Tauopathies are characterised by the pathological accumulation of misfolded tau. The emerging view is that toxic tau species drive synaptic dysfunction and potentially tau propagation before measurable neurodegeneration is evident, but the underlying molecular events are not well defined. Human non-mutated 0N4R tau (tau^WT) and P301L mutant 0N4R tau (tau^P301L) were expressed in mouse primary cortical neurons using adeno-associated viruses to monitor early molecular changes and synaptic function before the onset of neuronal loss. In this model tau^P301L was differentially phosphorylated relative to tau^wt with a notable increase in phosphorylation at ser262. Affinity purification - mass spectrometry combined with tandem mass tagging was used to quantitatively compare the tau^WT and tau^P301L interactomes. This revealed an enrichment of tau^P301L with ribosomal proteins but a decreased interaction with the proteasome core complex and reduced tau^P301L degradation. Differences in the interaction of tau^P301L with members of a key synaptic calcium-calmodulin signalling pathway were also identified, most notably, increased association with CaMKII but reduced association with calcineurin and the candidate AD biomarker neurogranin. Decreased association of neurogranin to tau^P301L corresponded with the appearance of enhanced levels of extracellular neurogranin suggestive of potential release or leakage from synapses. Finally, analysis of neuronal network activity using micro-electrode arrays showed that overexpression of tau^P301L promoted basal hyperexcitability coincident with these changes in the tau interactome and implicating tau in specific early alterations in synaptic function.

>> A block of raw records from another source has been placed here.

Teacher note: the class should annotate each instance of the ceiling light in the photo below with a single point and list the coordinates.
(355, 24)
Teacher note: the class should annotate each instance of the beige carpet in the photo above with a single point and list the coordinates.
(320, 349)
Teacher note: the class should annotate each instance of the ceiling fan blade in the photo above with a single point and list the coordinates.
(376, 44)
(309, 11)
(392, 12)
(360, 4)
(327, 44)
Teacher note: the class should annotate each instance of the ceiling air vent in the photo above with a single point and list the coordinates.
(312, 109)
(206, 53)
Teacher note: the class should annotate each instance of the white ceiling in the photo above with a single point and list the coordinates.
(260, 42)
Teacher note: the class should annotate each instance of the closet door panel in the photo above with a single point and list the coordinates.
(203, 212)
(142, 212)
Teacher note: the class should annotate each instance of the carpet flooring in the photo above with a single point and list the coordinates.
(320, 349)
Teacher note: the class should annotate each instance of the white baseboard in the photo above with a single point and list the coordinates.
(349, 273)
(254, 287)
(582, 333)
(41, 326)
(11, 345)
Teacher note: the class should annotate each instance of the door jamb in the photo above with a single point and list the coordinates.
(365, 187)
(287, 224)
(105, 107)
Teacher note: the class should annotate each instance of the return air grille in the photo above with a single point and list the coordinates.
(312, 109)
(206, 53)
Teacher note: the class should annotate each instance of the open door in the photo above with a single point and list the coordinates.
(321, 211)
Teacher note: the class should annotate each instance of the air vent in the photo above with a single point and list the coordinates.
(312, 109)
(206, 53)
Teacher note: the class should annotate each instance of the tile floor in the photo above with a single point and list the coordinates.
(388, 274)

tau蛋白病的特征是错误折叠的tau蛋白病理性积累。新出现的观点是，在可测量的神经变性明显之前，有毒的 tau 蛋白会导致突触功能障碍和潜在的 tau 蛋白传播，但潜在的分子事件尚未明确定义。使用腺相关病毒在小鼠原代皮质神经元中表达人类非突变 0N4R tau (tau ^WT ) 和 P301L 突变 0N4R tau (tau ^P301L )，以监测神经元损失发生前的早期分子变化和突触功能。在此模型中，tau ^P301L相对于 tau ^wt被差异磷酸化，其中 ser262 处的磷酸化显着增加。使用亲和纯化-质谱结合串联质量标记来定量比较 tau ^WT和 tau ^P301L相互作用组。这表明 tau ^P301L与核糖体蛋白富集，但与蛋白酶体核心复合物的相互作用减少，并且 tau ^P301L降解减少。还发现了 tau ^P301L与关键突触钙-钙调蛋白信号通路成员相互作用的差异，最显着的是，与 CaMKII 的关联增加，但与钙调神经磷酸酶和候选 AD 生物标志物神经粒蛋白的关联减少。神经颗粒蛋白与 tau ^P301L的关联性降低，与细胞外神经颗粒蛋白水平升高相对应，表明突触可能释放或渗漏。 最后，使用微电极阵列对神经元网络活动进行分析表明，tau ^P301L的过度表达促进了基础过度兴奋性，这与 tau 相互作用组的这些变化一致，并且暗示 tau 参与了突触功能的特定早期改变。